LA SCOPERTA - I risultati pubblicati su Nature evidenziano un’anomalia nel rapporto tra il numero di positroni e il numero di elettroni rivelati. Questa abbondanza di positroni può trovare una spiegazione plausibile in un segnale di materia oscura, ma non è da escludere che si tratti di particelle provenienti da pulsar o da altre sorgenti astrofisiche. L’ipotesi è che le particelle di materia oscura presenti nella nostra galassia, interagendo fra loro, si annichilino o decadano, producendo sciami di particelle secondarie di alta energia e, in particolare, coppie protone-antiprotone ed elettrone-positrone che Pamela sta intercettando. «Questi dati, insieme a quelli pubblicati sul rapporto antiprotoni su protoni in febbraio su Physical Review Letters, rappresentano uno dei più importanti contributi di questi ultimi anni alla conoscenza del mistero della materia oscura, permettendo di restringere in modo molto significativo il campo delle ipotesi sulla sua natura», spiega Piergiorgio Picozza dell’Istituto Nazionale di Fisica Nucleare e Università di Roma Tor Vergata, coordinatore dell’esperimento Pamela.
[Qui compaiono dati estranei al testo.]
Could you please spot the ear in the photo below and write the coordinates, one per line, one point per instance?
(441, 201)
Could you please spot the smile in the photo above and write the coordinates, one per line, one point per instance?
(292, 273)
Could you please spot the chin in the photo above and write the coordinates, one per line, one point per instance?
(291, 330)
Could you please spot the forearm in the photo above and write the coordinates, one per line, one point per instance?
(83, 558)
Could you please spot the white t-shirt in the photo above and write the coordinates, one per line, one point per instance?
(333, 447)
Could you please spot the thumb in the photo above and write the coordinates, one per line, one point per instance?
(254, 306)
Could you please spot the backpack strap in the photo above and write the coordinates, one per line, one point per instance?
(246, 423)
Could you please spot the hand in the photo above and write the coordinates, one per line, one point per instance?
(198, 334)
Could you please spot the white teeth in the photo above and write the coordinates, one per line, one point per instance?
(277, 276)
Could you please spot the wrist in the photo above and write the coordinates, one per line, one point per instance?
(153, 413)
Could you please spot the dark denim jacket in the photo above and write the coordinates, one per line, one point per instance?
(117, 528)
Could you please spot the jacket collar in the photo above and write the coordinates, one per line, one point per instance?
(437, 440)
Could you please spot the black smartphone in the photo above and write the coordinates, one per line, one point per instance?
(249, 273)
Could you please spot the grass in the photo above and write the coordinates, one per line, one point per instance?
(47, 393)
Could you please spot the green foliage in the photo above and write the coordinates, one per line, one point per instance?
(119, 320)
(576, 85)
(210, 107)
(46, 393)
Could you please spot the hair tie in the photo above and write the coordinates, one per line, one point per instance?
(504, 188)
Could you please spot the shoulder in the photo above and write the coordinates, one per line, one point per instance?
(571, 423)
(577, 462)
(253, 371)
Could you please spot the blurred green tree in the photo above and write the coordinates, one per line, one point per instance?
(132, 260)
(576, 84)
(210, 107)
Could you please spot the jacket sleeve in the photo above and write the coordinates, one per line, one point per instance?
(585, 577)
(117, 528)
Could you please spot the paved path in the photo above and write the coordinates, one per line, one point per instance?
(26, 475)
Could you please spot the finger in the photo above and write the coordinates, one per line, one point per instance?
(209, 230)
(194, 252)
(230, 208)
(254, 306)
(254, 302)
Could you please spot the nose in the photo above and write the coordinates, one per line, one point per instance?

MATERIA ESOTICA - Oltre ai nuclei di antimateria e ai possibili segnali di materia oscura, i fisici della collaborazione stanno cercando altri tipi di materia esotica, ma anche indicazioni sulle sorgenti dei raggi cosmici e sulle leggi che regolano i loro meccanismi di accelerazione e propagazione nella galassia, oltre a precise informazioni sull’evoluzione dell’attività del Sole. Il lavoro di analisi, cominciato dopo il lancio da Baikonur, in Kazakistan, il 15 giugno 2006, coinvolge una collaborazione internazionale, a cui partecipano scienziati italiani, russi, tedeschi e svedesi. I ricercatori italiani, provenienti dalle Sezioni Infn e università di Roma Tor Vergata, Trieste, Firenze, Napoli e Bari, dai Laboratori Nazionali di Frascati dell’Infn e dall’Ifac del Cnr di Firenze, costituiscono il nucleo centrale e più numeroso della collaborazione. La missione Pamela continuerà a fornire informazioni per almeno altri tre anni. «Andare nel cosmo a studiare l’antimateria di origine naturale è fondamentale per capire l’origine e l’evoluzione dell’Universo in cui viviamo» spiega Enrico Flamini, responsabile Osservazione dell’Universo dell’Agenzia Spaziale Italiana. «Per questo l’impegno italiano in questo campo proseguirà con la missione AMS, il più grande cacciatore di antimateria mai costruito, che verrà agganciata alla Stazione Spaziale Internazionale alla fine del prossimo anno».